Koronavirüs, bağışıklık sistemine iade-i itibarda bulundu. Günlük koşuşturmacada sağlığını geri plana atan kent insanı, salgınla birlikte paniğe kapılarak açığı kapatmaya çalıştı. İşte o telaş gıda takviyeleri pazarına nur yağdırdı. Herkes sıkı bir immunizm fanatiği haline gelince Türkiye’de pazarın 2020 büyüklüğü 210 milyon doları buldu.
Koronavirüs salgını, birçoklarına göre bir çağ kırılımı. Dünya Sağlık Örgütü’ne göre etkisi on yıllar boyu sürecek olan bu başlangıç; sadece toplumsal değil, bireysel olarak da “kapat-aç” tuşu diye nitelendiriliyor. Başka bir deyişle geleceği şekillendiren bu salgın aynı zamanda bir resetleme uygulaması olarak kabul ediliyor. İşte o “başa dönüş”lerden biri de sağlıkta yaşanıyor. Dijitalleşme sağlığı teknolojik anlamda ne kadar ileri taşıyacaksa, salgın da felsefi anlamda o kadar başa döndürecek. Yani insanın önceliği kendi sistemini korumak olacak artık. Şu son bir yıldır dilimizden düşmeyen bağışıklık sistemini, tıptaki adıyla immun sistemi güçlendirmek her sosyo-ekonomik grubun öncelikli hedefi olarak öne çıkıyor. Virüsle birlikte “Ben kendime ne yapmışım” diyen insanoğlu, sıkı bir immunizm taraftarına dönüştü.
Bu akım sağlık endüstrisinde koruyucu sağlık çözümlerinin yıldızını parlattı. Aslında Amerika gibi ülkeler koruyucu sağlık meselesine son 10 yıldır ciddi anlamda yatırım yapıyorlar. Ülkelerin sağlıktaki politikalarına bütçe odaklı baktığımızda iki yaklaşım görüyoruz: Parayı hastalanmadan önce harcayanlar ve hastalandıktan sonra harcayanlar. Birinci gruptakiler sağlık masraflarının hastalık ortaya çıkmadan önce daha düşük olduğunu kabul ediyor.

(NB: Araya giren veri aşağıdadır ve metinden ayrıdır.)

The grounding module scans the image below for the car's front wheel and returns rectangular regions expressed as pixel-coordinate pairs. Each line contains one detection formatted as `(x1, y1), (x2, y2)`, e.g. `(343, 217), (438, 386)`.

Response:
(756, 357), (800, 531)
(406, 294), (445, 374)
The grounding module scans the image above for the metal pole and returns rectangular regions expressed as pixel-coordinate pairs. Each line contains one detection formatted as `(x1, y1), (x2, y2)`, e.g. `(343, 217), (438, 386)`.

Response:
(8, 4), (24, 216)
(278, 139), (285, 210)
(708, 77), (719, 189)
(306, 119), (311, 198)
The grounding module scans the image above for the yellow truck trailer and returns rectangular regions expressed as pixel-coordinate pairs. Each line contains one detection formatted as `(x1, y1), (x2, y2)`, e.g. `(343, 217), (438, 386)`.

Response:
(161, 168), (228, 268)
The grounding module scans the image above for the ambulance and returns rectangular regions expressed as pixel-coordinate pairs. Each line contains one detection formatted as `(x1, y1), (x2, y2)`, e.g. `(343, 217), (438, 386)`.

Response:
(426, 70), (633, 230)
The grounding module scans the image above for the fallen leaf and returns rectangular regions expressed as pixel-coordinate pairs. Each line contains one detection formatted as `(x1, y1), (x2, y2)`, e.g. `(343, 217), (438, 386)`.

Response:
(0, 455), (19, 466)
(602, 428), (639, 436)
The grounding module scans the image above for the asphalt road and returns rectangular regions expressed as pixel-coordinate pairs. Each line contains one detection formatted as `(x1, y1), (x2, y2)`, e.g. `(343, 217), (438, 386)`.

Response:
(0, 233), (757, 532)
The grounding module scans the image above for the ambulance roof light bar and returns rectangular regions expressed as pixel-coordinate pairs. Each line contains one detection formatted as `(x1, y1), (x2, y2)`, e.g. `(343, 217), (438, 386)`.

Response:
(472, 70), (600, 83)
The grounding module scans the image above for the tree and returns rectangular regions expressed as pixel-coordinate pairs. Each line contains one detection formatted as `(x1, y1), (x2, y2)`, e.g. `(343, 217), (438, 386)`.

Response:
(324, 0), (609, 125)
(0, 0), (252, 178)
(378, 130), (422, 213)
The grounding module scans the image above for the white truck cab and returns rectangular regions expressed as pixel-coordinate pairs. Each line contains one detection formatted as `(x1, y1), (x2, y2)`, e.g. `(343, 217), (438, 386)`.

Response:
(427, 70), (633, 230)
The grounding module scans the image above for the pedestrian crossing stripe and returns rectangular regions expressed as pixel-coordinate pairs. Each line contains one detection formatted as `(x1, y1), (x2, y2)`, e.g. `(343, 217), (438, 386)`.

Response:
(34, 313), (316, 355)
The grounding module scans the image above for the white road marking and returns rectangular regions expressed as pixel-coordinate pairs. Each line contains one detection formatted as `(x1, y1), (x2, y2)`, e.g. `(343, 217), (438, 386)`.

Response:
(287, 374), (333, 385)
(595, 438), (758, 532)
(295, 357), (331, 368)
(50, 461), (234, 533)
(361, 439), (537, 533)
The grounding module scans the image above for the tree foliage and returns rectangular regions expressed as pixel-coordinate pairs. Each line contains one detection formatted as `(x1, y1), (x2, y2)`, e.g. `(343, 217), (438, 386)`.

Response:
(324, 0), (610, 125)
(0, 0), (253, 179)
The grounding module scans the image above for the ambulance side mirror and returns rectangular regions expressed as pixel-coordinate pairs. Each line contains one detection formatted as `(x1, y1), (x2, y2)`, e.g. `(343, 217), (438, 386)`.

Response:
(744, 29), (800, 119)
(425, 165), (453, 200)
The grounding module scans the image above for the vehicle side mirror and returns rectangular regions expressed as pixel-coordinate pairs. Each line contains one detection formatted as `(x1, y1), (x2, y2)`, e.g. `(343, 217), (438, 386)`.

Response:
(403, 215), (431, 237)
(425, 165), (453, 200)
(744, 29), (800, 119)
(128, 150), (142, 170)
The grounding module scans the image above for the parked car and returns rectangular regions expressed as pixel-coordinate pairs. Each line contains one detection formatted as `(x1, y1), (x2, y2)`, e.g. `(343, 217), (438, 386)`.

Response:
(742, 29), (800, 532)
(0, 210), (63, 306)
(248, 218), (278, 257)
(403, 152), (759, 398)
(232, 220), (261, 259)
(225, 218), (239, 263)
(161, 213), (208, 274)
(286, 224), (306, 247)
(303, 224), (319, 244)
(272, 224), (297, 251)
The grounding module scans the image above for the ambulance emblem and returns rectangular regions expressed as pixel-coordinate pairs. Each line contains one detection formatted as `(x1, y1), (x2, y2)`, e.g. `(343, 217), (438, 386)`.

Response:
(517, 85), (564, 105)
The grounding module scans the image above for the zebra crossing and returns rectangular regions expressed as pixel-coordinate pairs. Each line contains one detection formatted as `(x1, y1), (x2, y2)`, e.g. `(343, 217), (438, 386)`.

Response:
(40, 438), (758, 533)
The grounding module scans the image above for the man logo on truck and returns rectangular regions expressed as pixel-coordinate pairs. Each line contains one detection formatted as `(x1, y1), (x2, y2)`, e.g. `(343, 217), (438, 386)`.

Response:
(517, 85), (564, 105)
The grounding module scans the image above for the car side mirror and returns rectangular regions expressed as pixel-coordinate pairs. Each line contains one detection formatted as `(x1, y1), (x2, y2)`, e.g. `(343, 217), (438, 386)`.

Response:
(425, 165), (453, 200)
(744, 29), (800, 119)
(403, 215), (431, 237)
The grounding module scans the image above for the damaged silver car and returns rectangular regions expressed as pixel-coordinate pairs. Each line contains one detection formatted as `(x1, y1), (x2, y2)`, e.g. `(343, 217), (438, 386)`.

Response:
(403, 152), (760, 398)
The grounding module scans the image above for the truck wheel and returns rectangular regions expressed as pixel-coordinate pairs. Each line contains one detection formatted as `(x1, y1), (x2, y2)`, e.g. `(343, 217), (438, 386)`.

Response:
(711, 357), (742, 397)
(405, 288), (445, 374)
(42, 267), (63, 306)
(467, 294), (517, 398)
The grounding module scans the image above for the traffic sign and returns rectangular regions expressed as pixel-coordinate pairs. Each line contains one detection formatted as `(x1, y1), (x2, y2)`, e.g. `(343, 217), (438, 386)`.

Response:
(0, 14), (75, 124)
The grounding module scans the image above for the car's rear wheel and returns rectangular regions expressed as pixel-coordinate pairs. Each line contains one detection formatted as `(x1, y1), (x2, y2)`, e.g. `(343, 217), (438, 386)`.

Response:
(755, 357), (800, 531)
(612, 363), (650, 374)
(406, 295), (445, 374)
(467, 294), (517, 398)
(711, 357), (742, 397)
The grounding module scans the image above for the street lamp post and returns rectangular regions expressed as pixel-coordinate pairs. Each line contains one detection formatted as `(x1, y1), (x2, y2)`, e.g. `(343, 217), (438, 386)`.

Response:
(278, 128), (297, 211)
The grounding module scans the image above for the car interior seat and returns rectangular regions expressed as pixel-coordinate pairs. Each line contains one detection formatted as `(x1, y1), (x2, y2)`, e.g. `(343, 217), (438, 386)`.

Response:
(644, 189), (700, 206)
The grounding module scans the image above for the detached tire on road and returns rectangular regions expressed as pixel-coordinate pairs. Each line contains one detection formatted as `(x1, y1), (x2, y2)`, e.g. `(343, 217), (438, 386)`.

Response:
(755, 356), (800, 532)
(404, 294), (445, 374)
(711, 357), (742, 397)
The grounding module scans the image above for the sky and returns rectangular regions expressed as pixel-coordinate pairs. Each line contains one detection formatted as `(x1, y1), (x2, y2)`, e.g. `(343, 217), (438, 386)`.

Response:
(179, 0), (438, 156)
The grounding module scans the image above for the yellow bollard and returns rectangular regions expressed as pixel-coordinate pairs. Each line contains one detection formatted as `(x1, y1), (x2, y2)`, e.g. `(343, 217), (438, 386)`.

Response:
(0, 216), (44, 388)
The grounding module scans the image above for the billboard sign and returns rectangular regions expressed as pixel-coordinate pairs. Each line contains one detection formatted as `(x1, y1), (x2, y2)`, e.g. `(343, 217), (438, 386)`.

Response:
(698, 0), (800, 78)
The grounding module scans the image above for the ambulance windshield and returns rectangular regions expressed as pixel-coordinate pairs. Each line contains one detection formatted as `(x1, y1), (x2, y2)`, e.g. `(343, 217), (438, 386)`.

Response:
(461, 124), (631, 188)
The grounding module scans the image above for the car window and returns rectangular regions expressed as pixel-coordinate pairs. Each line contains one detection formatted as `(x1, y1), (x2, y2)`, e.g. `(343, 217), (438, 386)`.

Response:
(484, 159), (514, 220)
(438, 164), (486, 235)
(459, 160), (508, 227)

Türkiye gibi ikinci gruptakiler ise vatandaşlarına hastalandıktan sonra sağlık hizmetleri ulaştırmaya odaklı bir sosyal politika benimsiyor. Ancak son yıllarda tüm dünyada kamu, binayı yıkıldıktan sonra ayakta tutmanın daha pahalı sonuçları olduğunu kabul etti. Koruyucu sağlık hizmetleriyle ilgili kamu yatırımları bu nedenle katlanarak artıyor.

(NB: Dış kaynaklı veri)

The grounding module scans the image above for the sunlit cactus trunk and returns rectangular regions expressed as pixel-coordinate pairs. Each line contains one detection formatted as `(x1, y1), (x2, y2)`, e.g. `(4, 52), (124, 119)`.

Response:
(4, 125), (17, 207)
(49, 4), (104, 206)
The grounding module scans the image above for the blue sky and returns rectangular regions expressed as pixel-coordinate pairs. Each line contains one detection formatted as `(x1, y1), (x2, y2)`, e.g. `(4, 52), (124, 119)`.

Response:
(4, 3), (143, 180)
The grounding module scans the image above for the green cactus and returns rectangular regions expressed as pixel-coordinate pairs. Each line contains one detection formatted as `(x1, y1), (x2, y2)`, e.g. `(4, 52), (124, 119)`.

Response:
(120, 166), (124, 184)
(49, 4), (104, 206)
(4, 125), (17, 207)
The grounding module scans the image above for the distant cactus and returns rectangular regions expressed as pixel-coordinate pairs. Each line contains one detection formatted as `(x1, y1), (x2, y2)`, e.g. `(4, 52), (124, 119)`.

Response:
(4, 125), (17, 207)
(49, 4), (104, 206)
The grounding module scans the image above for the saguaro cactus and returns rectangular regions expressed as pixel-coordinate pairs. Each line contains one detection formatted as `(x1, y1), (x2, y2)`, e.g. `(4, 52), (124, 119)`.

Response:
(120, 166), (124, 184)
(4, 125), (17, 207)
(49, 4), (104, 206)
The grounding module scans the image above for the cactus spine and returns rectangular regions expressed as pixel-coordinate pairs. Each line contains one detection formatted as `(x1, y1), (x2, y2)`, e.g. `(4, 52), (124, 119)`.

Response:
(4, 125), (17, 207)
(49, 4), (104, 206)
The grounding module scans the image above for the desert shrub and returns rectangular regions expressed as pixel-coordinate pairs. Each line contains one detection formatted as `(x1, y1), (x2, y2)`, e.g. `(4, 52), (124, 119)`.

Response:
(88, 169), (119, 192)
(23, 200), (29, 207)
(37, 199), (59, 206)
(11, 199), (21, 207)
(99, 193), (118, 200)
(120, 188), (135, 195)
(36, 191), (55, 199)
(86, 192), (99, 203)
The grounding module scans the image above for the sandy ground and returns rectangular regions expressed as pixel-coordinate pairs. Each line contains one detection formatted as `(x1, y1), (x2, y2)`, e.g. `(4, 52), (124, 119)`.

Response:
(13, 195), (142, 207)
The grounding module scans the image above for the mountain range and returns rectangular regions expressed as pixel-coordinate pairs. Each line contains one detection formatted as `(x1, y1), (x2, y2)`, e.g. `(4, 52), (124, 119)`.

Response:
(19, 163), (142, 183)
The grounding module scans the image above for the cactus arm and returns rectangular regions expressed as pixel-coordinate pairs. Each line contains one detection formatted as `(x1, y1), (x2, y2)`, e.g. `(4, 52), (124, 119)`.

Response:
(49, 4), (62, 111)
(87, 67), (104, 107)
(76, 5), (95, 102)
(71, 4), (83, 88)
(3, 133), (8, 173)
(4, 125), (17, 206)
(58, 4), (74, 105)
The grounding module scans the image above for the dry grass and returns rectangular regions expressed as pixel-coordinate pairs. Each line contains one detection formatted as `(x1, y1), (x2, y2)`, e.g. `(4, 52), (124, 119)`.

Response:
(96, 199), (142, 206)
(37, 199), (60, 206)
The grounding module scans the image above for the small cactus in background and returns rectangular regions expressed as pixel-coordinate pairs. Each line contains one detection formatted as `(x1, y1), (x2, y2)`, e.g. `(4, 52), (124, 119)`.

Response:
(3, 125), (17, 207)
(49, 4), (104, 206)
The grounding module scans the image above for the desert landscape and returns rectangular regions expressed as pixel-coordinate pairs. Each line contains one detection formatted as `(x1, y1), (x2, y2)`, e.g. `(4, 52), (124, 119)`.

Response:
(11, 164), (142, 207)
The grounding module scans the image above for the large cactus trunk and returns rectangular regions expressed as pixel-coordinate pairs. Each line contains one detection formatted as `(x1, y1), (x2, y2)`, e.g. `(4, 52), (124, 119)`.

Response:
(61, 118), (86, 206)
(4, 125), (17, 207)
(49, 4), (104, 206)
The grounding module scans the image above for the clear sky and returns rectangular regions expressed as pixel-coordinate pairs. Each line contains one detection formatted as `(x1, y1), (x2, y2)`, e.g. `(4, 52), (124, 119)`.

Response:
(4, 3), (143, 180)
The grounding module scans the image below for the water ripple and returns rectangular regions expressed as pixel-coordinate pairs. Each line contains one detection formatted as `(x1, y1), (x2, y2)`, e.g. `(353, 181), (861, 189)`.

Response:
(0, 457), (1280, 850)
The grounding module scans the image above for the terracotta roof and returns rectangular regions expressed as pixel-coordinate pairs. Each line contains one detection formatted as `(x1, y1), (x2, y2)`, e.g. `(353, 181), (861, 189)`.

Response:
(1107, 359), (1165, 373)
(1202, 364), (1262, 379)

Eczanelerde tedarik sıkıntısı yaşandı
Devletler tarafında bu farkındalık oluştu ancak bireylere bakıldığında bu aydınlanma birçoğumuz için koronavirüsle birlikte başladı. “Kalan sağlar”dan olmak için bağışıklık sisteminin istekleri ön plana çıktı. İşte bu noktada ilk vakaların başladığı Şubat 2020’den itibaren tüm ülkelerde vitamin ve gıda takviyeleri paniği yaşadı. Türkiye’de pazar eczaneler üzerinden gittiğinden stoklar tükendi, tedarik sıkıntısı yaşandı. 2020’nin tamamına bakıldığında gıda takviyesi ürünlerde kutu bazlı yüzde 36’lık artış görüldü.